Then I heard voices. From the kitchen. I moved in that direction like a tracking jungle cat, my breath coming in spurts, not deep enough to sustain life. I stopped and took several deep breaths, hand clutching chest, until I felt oxygen reach my fingertips again, then commenced my trek.
Laughter. I stopped dead. Roxie’s trickling laughter. “Kirk, you’re too much.”
It wasn’t what she said. It was the way she said his name. As though she knew Kirk.
I took two, three more silent steps. Until I could peer around a corner into the dining area. Kirk lounged on the corner of a table, his profile to me. Roxie stood before him, almost between his legs, yet not quite touching him in that instant. Both were grinning from ear to ear, as if at some private joke. Their gazes remained locked, amused. Roxie’s next words were so low I couldn’t hear. Kirk nodded.
I could stand it no longer. “Kirk?” I barged into the room.
His head turned indolently. Not an eyelash moved to reveal any discomfort. I halted, as though frozen by some invisible force.
“Yes?” His reply was formal. Like I was intruding.
Any peace I’d gained since his avowal the previous week took flight. I stopped and looked coolly at Roxie, who merely gave me a dismissal glance and Kirk a smile as she breezed past me in a new designer outfit of ultra feminine ruffles and flounces that set off every sensuous line of her statuesque shape. In the wake of her departure, I inhaled Channel No. 5. Expensive. Moose’s money bought it.
Kirk remained seated on the table, watching me with such ease I wanted to scream at him. Kirk knew. He knew how I felt and still allowed her access to him. I didn’t say a word. I simply let him see my displeasure, then spun and left. I went home, pulled the cover up to my chin and called out to Heather as she started out the door, “I’m sick. Tell Charlie to lead the choir. Put Dawnie in the toddler nursery with Donna.”
I knew it would cripple the service, but for once, I didn’t have the strength to care. I was too sick to cry. I closed my eyes and sank into momentary numbness.
In that moment, I hated Kirk Prescott for his denial ability. For his duplicity. For his callousness. And I hated myself for loving him.
The tears puddled.
Oh, Krissie, if only I could come to you.
134
The following days blur in recall. Mask in place, Kirk stepped onto another stage. Everything in the universe adapted to his chameleon shift so smoothly that it missed not a beat.

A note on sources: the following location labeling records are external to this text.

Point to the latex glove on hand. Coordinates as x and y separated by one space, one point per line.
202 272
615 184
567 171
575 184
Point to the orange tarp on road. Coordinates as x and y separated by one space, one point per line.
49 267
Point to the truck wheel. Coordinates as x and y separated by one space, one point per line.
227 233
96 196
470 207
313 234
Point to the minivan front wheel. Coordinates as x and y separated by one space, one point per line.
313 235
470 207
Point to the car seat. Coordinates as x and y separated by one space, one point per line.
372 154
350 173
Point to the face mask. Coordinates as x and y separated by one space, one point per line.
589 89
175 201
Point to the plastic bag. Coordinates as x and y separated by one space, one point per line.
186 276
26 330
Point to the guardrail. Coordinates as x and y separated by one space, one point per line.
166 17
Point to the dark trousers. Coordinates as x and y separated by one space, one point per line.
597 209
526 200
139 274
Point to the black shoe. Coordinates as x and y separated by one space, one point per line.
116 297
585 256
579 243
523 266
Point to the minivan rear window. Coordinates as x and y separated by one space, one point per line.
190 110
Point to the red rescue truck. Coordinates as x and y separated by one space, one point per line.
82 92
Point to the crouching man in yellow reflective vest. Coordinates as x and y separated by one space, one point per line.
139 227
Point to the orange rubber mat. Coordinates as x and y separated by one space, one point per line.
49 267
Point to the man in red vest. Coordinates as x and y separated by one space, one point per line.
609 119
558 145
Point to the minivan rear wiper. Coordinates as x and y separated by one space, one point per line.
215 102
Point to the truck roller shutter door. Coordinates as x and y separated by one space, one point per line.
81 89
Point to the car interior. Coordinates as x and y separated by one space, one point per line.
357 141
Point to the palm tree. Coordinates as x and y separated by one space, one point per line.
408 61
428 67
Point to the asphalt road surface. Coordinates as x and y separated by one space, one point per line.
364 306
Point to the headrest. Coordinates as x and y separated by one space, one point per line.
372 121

Everything except me. I’d shifted from normal the morning when I saw, felt and heard the simmering intimacy between my husband and this woman who called Kirk ‘my pastor’ with emphasis on ‘my’...who drove Moose away as surely as I breathe, by taking, taking, taking – sucking the life from him before he disappeared. Just as she now sucked the life from Kirk.
Oh, Kirk didn’t acknowledge Roxie’s hold over him. In those days, Kirk didn’t acknowledge anything. The two of us functioned on different planets, spoke different languages. From there, equalization plunged even lower. Kirk moved as though nothing had altered. I moved as though everything had changed. Like a zombie, yet this time, the zombie had feelings that bled and screamed and pleaded eloquently for help. A plea unheeded. Kirk’s denial shot to new zeniths. We spoke to each other, but there was no communication.
Kirk’s premise was that Roxie was his best friend’s deserted wife. Plus – most significantly – he was her pastor and in her time of grief and rebuilding her life, she needed him.
“How can I not be here for her, Neecy?” had been his reply to my reaction in the church fellowship hall. “We were only talking, for goodness sake.”
“What about?” I have a right to know why she was in your face, oozing, rubbing her sexuality all over you, flaunting and seducing you with her French fragrance, laughing over little things known only to the two of you. Why she’d never let me get to know her on any level, allowing neither Cal nor me to comfort her.
I have a right to know.
In that last moment of spontaneity, it was, to me, a simple matter of Roxie having jumped a boundary that canceled access to my husband. Not her pastor. My husband. I was still naive enough to believe I could call her on it and that Kirk would concede to what I felt.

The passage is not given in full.